For those who don’t know, the Fables universe is one where fairy tale characters are real and live among us in secret, having been driven out of their own world/s by someone known only as The Adversary, who seems to be the Big Bad to end them all. One of the main themes in the stories is the contrast between the romantic history of some of the characters and their mundane, downtrodden or degenerate lifestyles in the real world. Many of the Fables are very powerful, verging on immortal in some cases, but almost all are poverty stricken and wallowing more or less in despair and a sense of what they lost when they left their old lives behind.
So, the mood on the whole is pretty dour, but there is a lot of entertainment on offer. One of the advantages of a set-up like this is the limitless scope for different kinds of stories and plots. Volume two opens with a story where ‘Jack of the Tales’ (he of the Beanstalk) is fleeing the American Civil War and, in the space of a few short pages, encounters the Devil, the Grim Reaper, a beautiful Southern belle, and a bunch of undead animals and reanimated war veterans. The artists’ range is impressive as is the combination of characters and storylines and it makes for enjoyable reading.

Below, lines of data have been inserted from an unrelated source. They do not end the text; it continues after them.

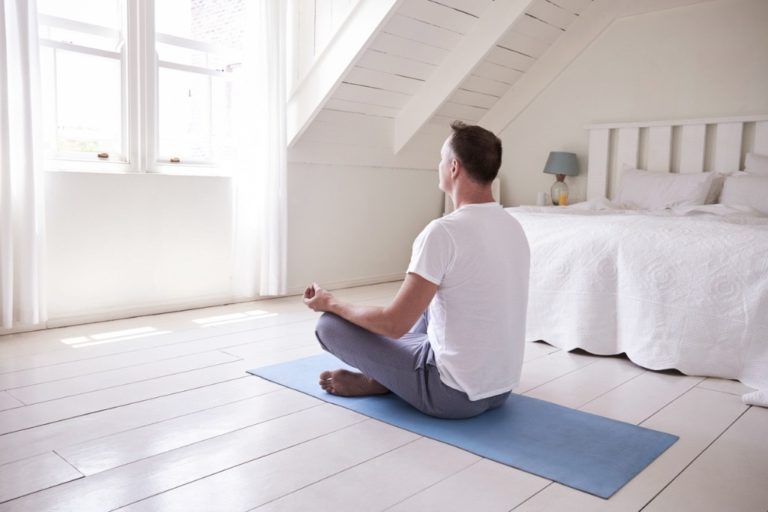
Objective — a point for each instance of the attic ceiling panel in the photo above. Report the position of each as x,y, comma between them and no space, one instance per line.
484,85
373,59
575,6
475,7
474,99
464,112
408,48
438,15
523,43
423,32
509,58
551,13
371,95
495,72
383,80
537,29
361,108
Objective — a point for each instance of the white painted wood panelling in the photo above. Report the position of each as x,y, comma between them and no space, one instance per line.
422,31
475,99
314,22
428,11
525,44
597,165
487,69
244,443
659,148
474,7
396,65
692,138
484,85
34,474
537,29
458,111
418,38
761,138
408,48
552,13
727,147
509,58
382,80
627,147
685,146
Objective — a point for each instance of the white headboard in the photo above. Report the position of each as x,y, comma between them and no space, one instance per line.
685,146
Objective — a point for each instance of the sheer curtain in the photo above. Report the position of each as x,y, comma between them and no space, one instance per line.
260,182
21,191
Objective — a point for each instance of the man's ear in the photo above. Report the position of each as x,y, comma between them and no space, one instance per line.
455,168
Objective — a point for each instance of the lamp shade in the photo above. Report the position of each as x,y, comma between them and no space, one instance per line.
560,162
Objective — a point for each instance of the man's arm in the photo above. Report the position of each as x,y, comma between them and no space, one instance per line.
392,321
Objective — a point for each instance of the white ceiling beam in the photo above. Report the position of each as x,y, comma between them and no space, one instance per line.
344,49
566,49
488,29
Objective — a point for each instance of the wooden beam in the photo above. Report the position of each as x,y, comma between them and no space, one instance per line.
345,47
493,23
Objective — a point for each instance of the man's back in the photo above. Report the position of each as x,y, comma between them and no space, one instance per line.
479,257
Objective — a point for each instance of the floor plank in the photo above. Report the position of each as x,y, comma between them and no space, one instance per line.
133,482
116,450
113,378
397,475
588,382
264,480
34,474
7,401
53,436
729,475
698,417
485,485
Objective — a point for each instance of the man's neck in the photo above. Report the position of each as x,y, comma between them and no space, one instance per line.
472,195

There is an overarching story of sorts centred on the efforts of Bigby Wolf (The Big Bad one) and Snow (White) to manage and police the motley and disreputable Fable community. I’ve been surprised so far that a number of fledgling antagonists seem to have been killed off quite early; but my worry is perhaps premature. It’s hard to permanently kill a Fable: the belief of the ‘Mundys’–that would be us–keeps them alive, and the bigger the character’s reputation, the harder they are to kill. This is fine, but after a certain point you kind of need to know when someone is really dead so you can move on with the story. Otherwise death starts to lose its meaning. This is less a problem with the comics than it is with the game, though, which used this plot point more than once in its first couple of hours.
The last thing I heard about the Fables movie was that Jane Goldman was attached to write it. I like her work on Kick-Ass and X-Men so hopefully she will do a good job with this, too. The source material seems pretty impressive so far and I plan to stick with it. With another ten volumes of the deluxe edition to go, though, we’ll see. These things ain’t cheap! But overall, there’s no question this is some of the most mature and engaging content I’ve read in graphic novel/comic format, and I’m looking forward to seeing where it goes.